14 Mayıs’ta yapılan seçimleri hatırlatan Yıldırım, şöyle konuştu: “14’ünde meclisi seçtiniz. Şu anda meclis, 323 milletvekili ile Cumhur İttifakı’nın çoğunluğuna sahip. Diğer ittifakın içine bedavacılar da girdi. Onları da çıkarsak ittifakta fazla bir şey kalmıyor. Zahmetsiz yemek olmaz. 37 vekil, bir kuruş emekleri gayretleri yok ama milletvekili oldular. İzmir’deki CHP’li kardeşlerimiz onlara çalıştı. 4 vekilliği içeriye aldıkları misafirlere vermişler. Ülkede güven ve istikrarın devam etmesi çok önemli. Güven ve istikrar olmayan, belirsizlik olan ülkede hiçbir şey düzgün gitmez. Güven ve istikrar, güçlü liderlik ve güçlü hükümetle olur. 2017’den beri Cumhurbaşkanlığı Hükümet Sistemi devrede ve ilk defa vaktinde seçimler başladı. Gönül isterdi ki seçim 14’ünde bitsin, insanlara zahmet vermeyelim ama bu bizim milletimizin kararı. Saygı duymaktan yapacak bir şey yok.”

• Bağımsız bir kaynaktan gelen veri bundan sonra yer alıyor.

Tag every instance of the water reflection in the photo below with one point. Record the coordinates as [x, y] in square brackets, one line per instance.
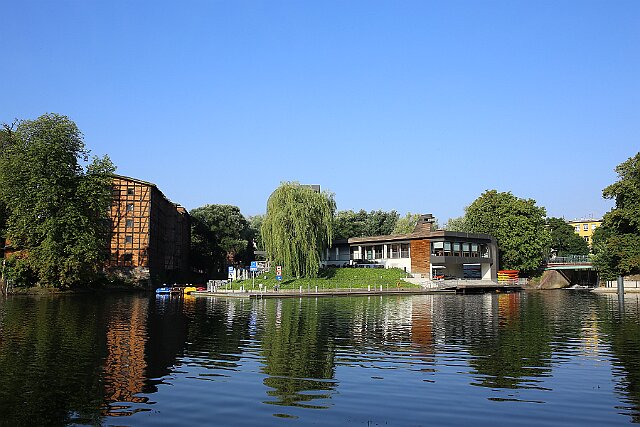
[87, 360]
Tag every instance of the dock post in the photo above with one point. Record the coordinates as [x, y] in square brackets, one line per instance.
[620, 285]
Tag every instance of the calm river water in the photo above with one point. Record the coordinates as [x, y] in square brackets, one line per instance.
[537, 358]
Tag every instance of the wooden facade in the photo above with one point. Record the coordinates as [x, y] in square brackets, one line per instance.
[150, 235]
[420, 256]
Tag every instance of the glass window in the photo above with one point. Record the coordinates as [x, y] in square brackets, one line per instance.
[474, 250]
[404, 250]
[484, 250]
[456, 249]
[437, 248]
[466, 249]
[377, 252]
[447, 248]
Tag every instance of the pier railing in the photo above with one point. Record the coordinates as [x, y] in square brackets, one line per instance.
[570, 260]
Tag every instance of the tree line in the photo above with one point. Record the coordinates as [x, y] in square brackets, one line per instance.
[55, 198]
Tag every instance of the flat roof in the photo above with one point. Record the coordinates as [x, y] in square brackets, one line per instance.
[150, 184]
[421, 235]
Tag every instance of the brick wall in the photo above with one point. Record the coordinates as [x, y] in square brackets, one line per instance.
[420, 256]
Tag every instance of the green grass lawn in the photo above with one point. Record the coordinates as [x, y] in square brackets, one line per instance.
[334, 278]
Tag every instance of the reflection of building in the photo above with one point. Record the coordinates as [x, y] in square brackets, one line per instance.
[585, 227]
[421, 322]
[124, 367]
[150, 235]
[428, 252]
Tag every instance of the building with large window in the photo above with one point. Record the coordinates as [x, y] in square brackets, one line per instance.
[424, 252]
[150, 235]
[585, 227]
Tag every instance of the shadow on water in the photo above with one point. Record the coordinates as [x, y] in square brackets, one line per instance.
[86, 360]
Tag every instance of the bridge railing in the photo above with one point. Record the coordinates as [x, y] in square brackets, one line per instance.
[570, 259]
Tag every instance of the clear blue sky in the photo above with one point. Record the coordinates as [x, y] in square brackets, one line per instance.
[413, 106]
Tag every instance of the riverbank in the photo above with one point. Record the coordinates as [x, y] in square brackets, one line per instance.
[339, 292]
[627, 290]
[329, 279]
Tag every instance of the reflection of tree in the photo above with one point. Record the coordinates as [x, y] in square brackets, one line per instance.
[622, 331]
[520, 347]
[50, 355]
[298, 350]
[221, 331]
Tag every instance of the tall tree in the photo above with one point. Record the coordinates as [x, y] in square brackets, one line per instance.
[362, 223]
[564, 241]
[380, 223]
[406, 224]
[298, 225]
[57, 208]
[518, 226]
[457, 224]
[219, 236]
[350, 224]
[255, 224]
[616, 243]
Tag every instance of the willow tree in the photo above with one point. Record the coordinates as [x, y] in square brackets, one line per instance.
[297, 227]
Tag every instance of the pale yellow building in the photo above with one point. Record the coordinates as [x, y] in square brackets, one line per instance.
[585, 227]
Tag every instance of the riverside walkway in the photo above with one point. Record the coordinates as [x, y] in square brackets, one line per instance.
[426, 288]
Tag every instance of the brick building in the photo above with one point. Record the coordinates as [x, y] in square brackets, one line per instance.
[425, 252]
[150, 234]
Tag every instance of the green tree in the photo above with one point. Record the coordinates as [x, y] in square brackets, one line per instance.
[564, 240]
[255, 224]
[518, 226]
[297, 227]
[362, 223]
[350, 224]
[457, 224]
[406, 224]
[616, 243]
[219, 236]
[57, 202]
[380, 223]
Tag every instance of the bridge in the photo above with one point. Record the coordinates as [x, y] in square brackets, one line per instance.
[570, 262]
[572, 270]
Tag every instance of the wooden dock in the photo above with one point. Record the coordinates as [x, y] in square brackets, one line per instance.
[454, 288]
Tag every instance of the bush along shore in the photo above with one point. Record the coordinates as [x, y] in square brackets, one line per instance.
[328, 279]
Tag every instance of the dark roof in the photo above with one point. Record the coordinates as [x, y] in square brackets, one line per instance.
[421, 235]
[150, 184]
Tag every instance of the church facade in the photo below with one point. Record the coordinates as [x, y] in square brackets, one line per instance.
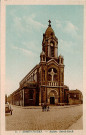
[45, 82]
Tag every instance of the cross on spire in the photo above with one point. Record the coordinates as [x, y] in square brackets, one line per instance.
[49, 23]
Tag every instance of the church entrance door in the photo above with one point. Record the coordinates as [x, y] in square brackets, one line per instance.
[52, 100]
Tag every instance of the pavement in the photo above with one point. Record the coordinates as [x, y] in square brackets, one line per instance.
[33, 118]
[78, 125]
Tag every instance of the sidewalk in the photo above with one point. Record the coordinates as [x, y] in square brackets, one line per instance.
[78, 125]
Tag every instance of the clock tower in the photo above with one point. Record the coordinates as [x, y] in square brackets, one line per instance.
[50, 43]
[51, 69]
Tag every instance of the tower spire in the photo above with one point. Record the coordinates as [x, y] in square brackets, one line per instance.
[49, 23]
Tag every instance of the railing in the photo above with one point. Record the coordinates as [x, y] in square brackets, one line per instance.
[52, 83]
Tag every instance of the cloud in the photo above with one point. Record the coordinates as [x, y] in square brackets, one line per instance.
[32, 46]
[67, 27]
[27, 24]
[70, 28]
[24, 51]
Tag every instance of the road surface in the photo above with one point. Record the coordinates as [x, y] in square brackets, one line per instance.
[32, 118]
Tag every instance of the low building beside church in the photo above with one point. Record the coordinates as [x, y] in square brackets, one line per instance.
[45, 82]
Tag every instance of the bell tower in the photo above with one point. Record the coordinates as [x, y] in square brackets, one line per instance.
[50, 43]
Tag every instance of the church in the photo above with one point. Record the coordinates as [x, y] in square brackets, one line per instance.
[45, 82]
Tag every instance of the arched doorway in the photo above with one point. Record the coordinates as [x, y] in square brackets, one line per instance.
[53, 97]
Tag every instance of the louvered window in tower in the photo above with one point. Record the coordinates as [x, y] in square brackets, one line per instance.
[52, 51]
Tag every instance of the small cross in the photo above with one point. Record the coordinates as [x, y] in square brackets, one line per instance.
[49, 23]
[52, 74]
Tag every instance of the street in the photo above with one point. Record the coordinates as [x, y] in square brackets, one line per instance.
[32, 117]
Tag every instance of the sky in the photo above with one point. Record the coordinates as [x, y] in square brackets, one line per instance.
[25, 25]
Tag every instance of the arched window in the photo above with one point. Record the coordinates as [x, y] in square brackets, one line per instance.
[52, 49]
[31, 94]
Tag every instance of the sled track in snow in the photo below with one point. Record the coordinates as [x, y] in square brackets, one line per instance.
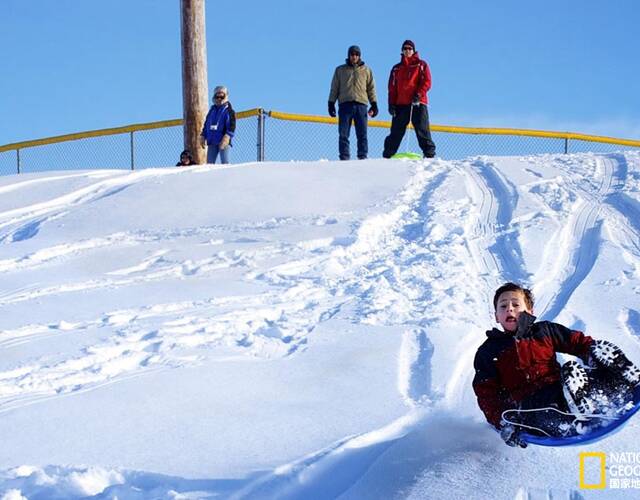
[497, 199]
[574, 249]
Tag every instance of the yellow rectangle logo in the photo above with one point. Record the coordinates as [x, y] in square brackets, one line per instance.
[603, 465]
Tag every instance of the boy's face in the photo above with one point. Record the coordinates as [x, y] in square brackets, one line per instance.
[510, 305]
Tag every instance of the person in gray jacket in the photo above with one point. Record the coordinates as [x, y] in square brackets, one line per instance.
[353, 87]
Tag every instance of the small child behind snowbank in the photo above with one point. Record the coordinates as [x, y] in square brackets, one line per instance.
[516, 369]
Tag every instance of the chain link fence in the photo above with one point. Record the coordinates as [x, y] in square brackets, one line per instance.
[275, 136]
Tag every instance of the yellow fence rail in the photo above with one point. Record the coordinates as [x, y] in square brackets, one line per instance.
[278, 136]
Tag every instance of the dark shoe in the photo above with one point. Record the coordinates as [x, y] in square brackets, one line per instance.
[609, 356]
[575, 385]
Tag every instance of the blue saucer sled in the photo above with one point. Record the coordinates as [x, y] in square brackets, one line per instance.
[596, 433]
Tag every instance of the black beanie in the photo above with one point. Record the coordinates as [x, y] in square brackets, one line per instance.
[410, 44]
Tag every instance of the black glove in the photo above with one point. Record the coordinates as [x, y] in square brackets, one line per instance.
[332, 108]
[511, 436]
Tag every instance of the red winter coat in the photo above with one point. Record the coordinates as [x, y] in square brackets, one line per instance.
[409, 77]
[511, 367]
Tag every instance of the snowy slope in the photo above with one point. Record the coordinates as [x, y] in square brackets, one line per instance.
[296, 330]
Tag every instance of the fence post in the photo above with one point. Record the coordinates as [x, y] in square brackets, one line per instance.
[131, 144]
[260, 144]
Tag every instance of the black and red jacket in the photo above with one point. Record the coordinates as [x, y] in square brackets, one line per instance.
[410, 77]
[512, 366]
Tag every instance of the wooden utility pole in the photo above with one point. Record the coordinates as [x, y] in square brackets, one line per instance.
[195, 101]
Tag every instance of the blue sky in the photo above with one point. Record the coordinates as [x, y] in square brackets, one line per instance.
[77, 65]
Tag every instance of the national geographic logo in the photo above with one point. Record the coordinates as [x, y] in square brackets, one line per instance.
[623, 470]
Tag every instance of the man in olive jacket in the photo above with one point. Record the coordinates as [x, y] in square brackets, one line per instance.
[353, 87]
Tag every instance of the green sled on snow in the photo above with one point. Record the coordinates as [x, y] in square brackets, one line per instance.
[407, 156]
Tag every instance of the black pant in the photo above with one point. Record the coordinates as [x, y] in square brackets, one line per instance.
[356, 112]
[420, 119]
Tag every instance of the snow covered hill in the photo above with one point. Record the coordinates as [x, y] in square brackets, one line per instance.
[297, 330]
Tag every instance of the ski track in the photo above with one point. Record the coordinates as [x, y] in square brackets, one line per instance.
[497, 202]
[571, 253]
[275, 323]
[23, 223]
[411, 262]
[388, 272]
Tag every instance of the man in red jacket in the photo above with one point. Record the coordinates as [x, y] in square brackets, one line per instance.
[409, 82]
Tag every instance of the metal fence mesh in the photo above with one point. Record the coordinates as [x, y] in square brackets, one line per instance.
[284, 140]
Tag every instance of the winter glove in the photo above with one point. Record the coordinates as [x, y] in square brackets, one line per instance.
[332, 109]
[373, 110]
[224, 142]
[511, 436]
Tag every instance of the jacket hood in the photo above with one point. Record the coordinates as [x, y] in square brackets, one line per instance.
[359, 63]
[408, 60]
[524, 322]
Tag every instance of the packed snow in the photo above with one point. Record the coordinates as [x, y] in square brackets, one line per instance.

“BİR GÜZELLİK YAPALIM, BU EKSİĞİ BİZ KAPATALIM”
Konuşmasında İzmirlilere seslenen Yıldırım, “İzmir olarak 14 Mayıs’ın telafisini yapabiliriz. Önümüze fırsat geldi. Yüzde 32’yi yüzde 40 yapabiliriz. Çok bir şey istemiyorum. Yine Kılıçdaroğlu’na epey kalıyor. Gerçi verilen oylar bir şey yaramıyor ama çok da agresif davranmak istemiyorum. Verdiğimiz oyla geleceğe karar veriyoruz. Cumhurbaşkanımız aslında açık ara önde birinci olarak seçimi tamamladı. Sadece Kılıçdaroğlu ile arasında 2,5 milyondan fazla fark var ama Anayasa’ya göre ilk tur için salt ekseriyet şartı koyduk. Şu anda geçekleşmeyen şart o. 260 bin oy eksiği var. İzmir’in 3 milyon üzerinde seçmeni var. Taksim etiğimizde Cumhurbaşkanımıza 14’ünde 964 bin oy verdi. Demek ki İzmir bu açığı rahatlıkla kapatabilir. Türkiye’de hiçbir yere gerek kalmadan kapatabilirsiniz. Çünkü Türkiye’nin özeti İzmir’de. Bir güzellik yapalım, bu eksiği biz kapatalım ve ‘Cumhurbaşkanımızı biz seçtik İzmir’den’ diyelim” dedi.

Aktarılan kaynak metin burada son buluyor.